I also have very little to go on in the way of gauging effectiveness of lessons, and I have struggled with determining the right level of challenge for all of them. These are normal teacher issues, of course; but they're ones that add to everything else one deals with living in a foreign country.
I don't mind the idea of staying in education in some fashion, but not in direct teaching. And I think I'm done...I'm done not pursuing a job I want. I wanted this one, and I don't think I can go back to one I don't want, at least in some way. And if I'm perfectly honest, there are things I WANT to do more than teaching. I want to write, if possible. I already knew I liked and wanted to write before college, but the practical part of my brain insisted that one cannot make a living from it and that I should get a regular job to "pay the bills". But in teaching, there is no time to do anything else. It is a 24/7 job.
I am also hoping that somewhere in here, I will have a break. A much needed hiatus that lasts more than a couple weeks in that the tight bands of misery that keep my shoulders in tighter knots that a boy scout tent actually relax a little.
In addition to this, there is the social issue. We have not been back to the states in almost two years. This has largely been out of the inability to produce the required amount of time off and the funds for such an expense. Unlike the grand majority of my counterparts, we have more places our money has to be allocated besides food, rent, and fun.
We've also had a steady stream of visitors from the states since March last year, so all my time off has gone towards these visits.
I've also come to the recognition that at twenty-something, you can weather multiple double digit hour long plane rides with fewer adverse effects. I don't like making a trip like that more than once in a span of several weeks at worst.
The travel aside, we get to talk to a handful of a friends and family each week, but a fourteen hour time difference is a heavy weight over time. Although I know most of our friends are spread across the country at this point (lord knows my family is) I feel like I would be happier at least being in the position of possibly seeing them once or twice a year rather than not at all, or only via Skype.
We have been blessed with some really awesome friends who supported us coming on this adventure, but we miss them and while we've connected to a lot of the other JETs here, we're not in the same place as most of them are (re: single, in their early twenties, and without major attachments). Unless there's a major event, most of them will not venture beyond their little in town circles (all around are towns that have three or four JETs a piece, I am the only JET in our location) at all. They have networked themselves to help support each other, but married JETs just sort of get left hanging often times. I've already noted that head wise I approach everything we do differently than they do, and while they all seem to admire it; I'd rather have friends than mentees right now.
Coming back will be a pain in the ass, but it will be one regardless of whether we come back this year or next. I know that if we stayed we could probably be in a much more financially stable position, but I honestly don't know if I can make another year motivationally or emotionally. Right now I feel fine, but I'm not so keen on the idea of spending another season of holidays, reunions, get togethers, celebratory events (like the boys' hand fasting), and munchkin growth.

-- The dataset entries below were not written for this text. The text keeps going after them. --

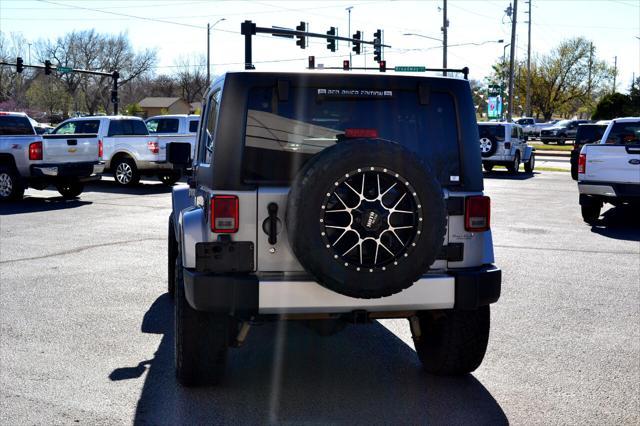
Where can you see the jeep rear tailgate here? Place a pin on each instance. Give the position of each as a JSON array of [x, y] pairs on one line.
[[74, 148]]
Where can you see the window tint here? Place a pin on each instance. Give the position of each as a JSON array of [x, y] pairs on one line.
[[492, 130], [14, 125], [282, 136], [127, 127], [206, 146], [625, 133], [589, 134]]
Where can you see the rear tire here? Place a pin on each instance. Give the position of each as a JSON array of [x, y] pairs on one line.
[[70, 190], [125, 172], [453, 342], [11, 186], [201, 340]]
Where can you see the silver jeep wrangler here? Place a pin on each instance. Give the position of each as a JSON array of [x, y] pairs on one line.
[[333, 199]]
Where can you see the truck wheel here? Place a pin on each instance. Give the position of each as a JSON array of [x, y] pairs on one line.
[[172, 252], [11, 186], [515, 165], [590, 210], [170, 178], [366, 218], [530, 164], [488, 146], [452, 342], [125, 172], [70, 190], [201, 340]]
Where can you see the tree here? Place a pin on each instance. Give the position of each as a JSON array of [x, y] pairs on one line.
[[566, 81], [48, 94]]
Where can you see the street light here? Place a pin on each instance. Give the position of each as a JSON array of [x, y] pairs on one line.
[[209, 27]]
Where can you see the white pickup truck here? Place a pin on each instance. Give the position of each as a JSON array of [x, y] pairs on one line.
[[609, 171], [37, 161], [129, 150]]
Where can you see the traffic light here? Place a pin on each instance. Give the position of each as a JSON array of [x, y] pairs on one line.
[[302, 40], [331, 43], [377, 46], [356, 44]]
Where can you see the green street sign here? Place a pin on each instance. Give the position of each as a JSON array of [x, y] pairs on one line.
[[410, 69]]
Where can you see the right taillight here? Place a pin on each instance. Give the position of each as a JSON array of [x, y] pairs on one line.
[[582, 163], [35, 151], [477, 213], [224, 214]]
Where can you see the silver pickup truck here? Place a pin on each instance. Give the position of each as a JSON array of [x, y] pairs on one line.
[[129, 150], [31, 160]]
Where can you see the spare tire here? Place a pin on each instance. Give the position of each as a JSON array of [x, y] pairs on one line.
[[488, 145], [366, 218]]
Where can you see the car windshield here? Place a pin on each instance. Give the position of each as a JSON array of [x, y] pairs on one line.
[[282, 136]]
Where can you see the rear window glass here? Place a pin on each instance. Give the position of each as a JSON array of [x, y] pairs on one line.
[[589, 134], [163, 125], [494, 131], [625, 133], [282, 136], [14, 125], [127, 127]]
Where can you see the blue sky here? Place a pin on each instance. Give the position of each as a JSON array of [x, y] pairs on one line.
[[177, 28]]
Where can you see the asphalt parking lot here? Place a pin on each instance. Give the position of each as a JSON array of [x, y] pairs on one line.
[[86, 329]]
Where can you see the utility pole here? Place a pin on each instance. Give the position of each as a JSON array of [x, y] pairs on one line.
[[528, 100], [348, 9], [511, 59], [615, 72], [445, 24]]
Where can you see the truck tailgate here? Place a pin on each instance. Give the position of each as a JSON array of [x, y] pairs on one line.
[[163, 140], [612, 163], [70, 148]]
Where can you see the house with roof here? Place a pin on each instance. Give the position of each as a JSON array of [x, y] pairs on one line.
[[161, 105]]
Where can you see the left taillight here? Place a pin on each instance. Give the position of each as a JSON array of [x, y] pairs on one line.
[[477, 213], [153, 147], [225, 211], [35, 151]]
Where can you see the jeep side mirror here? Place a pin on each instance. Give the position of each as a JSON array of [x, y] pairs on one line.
[[179, 153]]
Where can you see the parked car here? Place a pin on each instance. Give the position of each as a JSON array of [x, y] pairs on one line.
[[129, 151], [332, 198], [587, 133], [505, 144], [609, 171], [166, 126], [37, 161], [561, 132]]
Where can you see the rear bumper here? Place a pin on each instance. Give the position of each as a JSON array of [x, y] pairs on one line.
[[84, 171], [626, 191], [247, 295]]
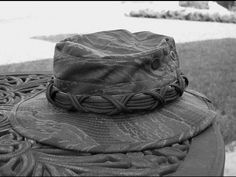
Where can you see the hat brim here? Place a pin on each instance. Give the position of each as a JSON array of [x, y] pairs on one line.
[[182, 119]]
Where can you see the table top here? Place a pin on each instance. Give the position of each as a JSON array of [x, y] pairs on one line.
[[21, 156]]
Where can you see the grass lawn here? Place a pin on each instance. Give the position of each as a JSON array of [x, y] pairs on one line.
[[210, 66]]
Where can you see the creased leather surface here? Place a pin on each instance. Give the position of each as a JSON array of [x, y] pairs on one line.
[[37, 119], [114, 62]]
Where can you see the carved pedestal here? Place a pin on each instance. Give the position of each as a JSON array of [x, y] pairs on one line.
[[19, 156]]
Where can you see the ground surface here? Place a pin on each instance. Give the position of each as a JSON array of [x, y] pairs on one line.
[[209, 63]]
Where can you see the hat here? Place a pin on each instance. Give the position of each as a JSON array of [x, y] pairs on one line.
[[114, 91]]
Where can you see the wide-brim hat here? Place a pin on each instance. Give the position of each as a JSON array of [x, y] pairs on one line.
[[114, 91]]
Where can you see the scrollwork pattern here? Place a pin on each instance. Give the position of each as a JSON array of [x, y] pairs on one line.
[[20, 156]]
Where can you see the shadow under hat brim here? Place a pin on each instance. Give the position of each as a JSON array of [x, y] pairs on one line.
[[177, 121]]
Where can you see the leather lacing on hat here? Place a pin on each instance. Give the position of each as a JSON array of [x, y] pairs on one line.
[[117, 104]]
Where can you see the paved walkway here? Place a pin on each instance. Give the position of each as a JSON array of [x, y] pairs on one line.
[[26, 19], [19, 21]]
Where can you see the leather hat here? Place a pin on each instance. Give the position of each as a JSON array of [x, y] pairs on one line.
[[114, 91]]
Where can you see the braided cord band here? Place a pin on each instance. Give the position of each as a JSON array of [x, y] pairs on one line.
[[116, 104]]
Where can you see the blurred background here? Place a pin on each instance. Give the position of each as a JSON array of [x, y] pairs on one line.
[[204, 31]]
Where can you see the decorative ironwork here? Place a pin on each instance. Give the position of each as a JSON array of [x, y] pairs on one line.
[[20, 156]]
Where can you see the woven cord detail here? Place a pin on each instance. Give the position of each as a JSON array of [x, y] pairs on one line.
[[117, 104]]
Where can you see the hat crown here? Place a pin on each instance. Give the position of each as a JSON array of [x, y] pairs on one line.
[[114, 62]]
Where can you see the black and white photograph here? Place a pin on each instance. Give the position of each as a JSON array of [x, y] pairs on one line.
[[117, 88]]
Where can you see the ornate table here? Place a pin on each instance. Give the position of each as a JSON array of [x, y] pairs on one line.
[[19, 156]]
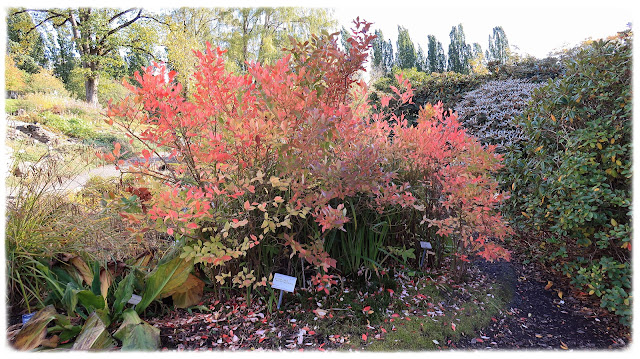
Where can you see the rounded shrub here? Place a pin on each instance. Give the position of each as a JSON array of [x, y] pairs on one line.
[[490, 111], [573, 176]]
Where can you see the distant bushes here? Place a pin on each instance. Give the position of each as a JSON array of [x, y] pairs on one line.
[[447, 87], [489, 111], [572, 178]]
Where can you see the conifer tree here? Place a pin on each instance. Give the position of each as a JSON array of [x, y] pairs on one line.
[[406, 56], [435, 55], [498, 46], [459, 51]]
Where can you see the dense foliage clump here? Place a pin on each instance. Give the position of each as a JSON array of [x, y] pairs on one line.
[[288, 164], [572, 178], [447, 87], [489, 112]]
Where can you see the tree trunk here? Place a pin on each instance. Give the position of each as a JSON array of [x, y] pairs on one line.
[[91, 90]]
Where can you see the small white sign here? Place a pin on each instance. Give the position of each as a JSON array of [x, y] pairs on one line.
[[135, 299], [283, 282]]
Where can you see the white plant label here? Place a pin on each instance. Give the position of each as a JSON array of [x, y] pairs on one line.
[[135, 299], [283, 282]]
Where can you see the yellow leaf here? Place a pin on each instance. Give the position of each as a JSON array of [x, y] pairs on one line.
[[189, 293], [105, 282]]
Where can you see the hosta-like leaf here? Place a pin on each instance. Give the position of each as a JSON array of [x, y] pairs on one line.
[[34, 332], [94, 335], [123, 293], [136, 334], [164, 279]]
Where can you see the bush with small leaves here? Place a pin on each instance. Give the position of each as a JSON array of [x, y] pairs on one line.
[[490, 111], [269, 164]]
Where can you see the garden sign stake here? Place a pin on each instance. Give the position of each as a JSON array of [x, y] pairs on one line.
[[284, 283]]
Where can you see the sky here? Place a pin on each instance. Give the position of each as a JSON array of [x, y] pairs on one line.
[[534, 30]]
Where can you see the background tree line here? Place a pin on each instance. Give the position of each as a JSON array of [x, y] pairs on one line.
[[90, 48], [461, 57]]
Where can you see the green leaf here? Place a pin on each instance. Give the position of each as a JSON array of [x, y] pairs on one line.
[[95, 284], [123, 293], [94, 335], [70, 298], [164, 279], [90, 300], [136, 334]]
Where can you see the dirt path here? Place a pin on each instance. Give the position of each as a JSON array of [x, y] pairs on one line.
[[538, 318]]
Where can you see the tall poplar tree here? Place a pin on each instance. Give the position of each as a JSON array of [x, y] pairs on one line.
[[406, 55], [420, 60], [459, 51], [435, 55], [498, 46]]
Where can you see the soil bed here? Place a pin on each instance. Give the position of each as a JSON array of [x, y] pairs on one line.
[[538, 318]]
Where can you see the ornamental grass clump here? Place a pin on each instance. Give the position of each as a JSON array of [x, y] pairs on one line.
[[270, 163]]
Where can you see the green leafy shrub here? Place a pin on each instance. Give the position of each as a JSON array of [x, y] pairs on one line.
[[573, 177], [447, 87], [528, 68]]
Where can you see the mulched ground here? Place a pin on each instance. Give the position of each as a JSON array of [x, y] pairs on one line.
[[538, 318]]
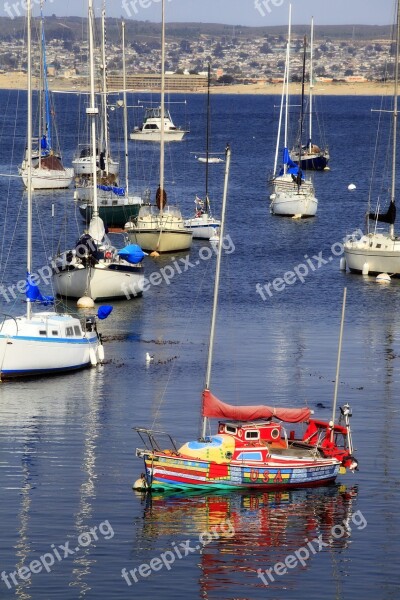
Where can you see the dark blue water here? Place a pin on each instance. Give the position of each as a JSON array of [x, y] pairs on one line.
[[67, 449]]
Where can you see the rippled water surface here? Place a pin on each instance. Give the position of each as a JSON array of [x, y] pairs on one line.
[[67, 449]]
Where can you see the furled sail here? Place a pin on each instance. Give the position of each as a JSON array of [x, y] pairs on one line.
[[213, 407], [388, 217]]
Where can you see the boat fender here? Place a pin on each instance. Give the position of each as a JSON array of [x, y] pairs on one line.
[[92, 356], [100, 353]]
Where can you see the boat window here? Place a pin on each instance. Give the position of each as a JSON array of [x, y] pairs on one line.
[[249, 456], [230, 429], [252, 435]]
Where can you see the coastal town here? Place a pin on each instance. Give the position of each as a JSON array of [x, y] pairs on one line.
[[236, 58]]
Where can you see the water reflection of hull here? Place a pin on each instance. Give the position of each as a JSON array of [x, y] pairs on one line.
[[255, 531]]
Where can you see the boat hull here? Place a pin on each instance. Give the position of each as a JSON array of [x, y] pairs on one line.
[[99, 283], [290, 205], [374, 253], [177, 472], [24, 353], [161, 240], [49, 179], [155, 136]]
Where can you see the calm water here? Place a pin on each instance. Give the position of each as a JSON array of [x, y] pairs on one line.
[[67, 449]]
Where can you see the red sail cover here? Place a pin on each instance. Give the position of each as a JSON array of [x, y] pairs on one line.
[[212, 407]]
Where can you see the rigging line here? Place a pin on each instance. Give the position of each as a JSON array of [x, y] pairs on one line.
[[188, 326]]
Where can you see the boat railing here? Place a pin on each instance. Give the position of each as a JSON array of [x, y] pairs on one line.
[[152, 440]]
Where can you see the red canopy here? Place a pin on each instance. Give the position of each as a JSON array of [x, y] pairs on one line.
[[212, 407]]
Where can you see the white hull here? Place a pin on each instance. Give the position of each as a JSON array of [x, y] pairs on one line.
[[155, 136], [373, 253], [98, 282], [49, 179], [39, 345], [203, 227], [161, 240]]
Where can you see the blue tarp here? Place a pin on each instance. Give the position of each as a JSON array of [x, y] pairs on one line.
[[34, 295], [132, 253], [104, 311]]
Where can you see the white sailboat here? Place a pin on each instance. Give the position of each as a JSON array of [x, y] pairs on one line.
[[292, 195], [312, 156], [160, 228], [203, 225], [94, 267], [107, 166], [48, 171], [376, 251], [43, 342]]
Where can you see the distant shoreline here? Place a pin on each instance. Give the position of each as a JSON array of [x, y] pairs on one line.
[[17, 81]]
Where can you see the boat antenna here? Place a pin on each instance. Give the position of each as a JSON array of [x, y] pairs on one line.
[[338, 364], [216, 285], [207, 203], [396, 86], [29, 154], [302, 110]]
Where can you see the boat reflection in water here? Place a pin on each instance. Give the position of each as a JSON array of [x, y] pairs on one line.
[[243, 534]]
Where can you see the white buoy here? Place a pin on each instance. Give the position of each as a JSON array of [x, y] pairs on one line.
[[100, 352], [85, 302], [383, 278], [92, 356]]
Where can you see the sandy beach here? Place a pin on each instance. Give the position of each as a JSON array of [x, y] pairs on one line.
[[18, 81]]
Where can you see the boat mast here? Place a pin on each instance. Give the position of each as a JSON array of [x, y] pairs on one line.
[[396, 85], [207, 134], [104, 126], [302, 105], [125, 112], [338, 363], [92, 111], [29, 154], [287, 85], [311, 85], [216, 287]]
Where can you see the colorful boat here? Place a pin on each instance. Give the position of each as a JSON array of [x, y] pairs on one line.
[[251, 448]]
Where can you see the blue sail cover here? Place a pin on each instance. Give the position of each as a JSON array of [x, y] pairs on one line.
[[132, 253], [293, 168], [34, 295], [118, 191], [104, 311]]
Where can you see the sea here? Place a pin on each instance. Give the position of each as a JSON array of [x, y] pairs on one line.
[[71, 525]]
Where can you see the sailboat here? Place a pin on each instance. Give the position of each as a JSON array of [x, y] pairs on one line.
[[292, 194], [203, 224], [48, 171], [251, 447], [107, 166], [379, 252], [43, 342], [312, 156], [115, 204], [160, 228], [94, 267]]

And while everybody's healthy right now, neither of our sets of remaining grandparents are particularly young. Mike lost his paternal grandmother barely a month after we came here and not being able to go back to her funeral hit him pretty hard, and I don't want to be in that position again.
Of course there's all the stuff we miss, in particular: central air and heat, dryers, garbage disposals, and pants that fit. I think I have mostly decided on going home, but I wish that this niggling 1% of doubt would leave me alone.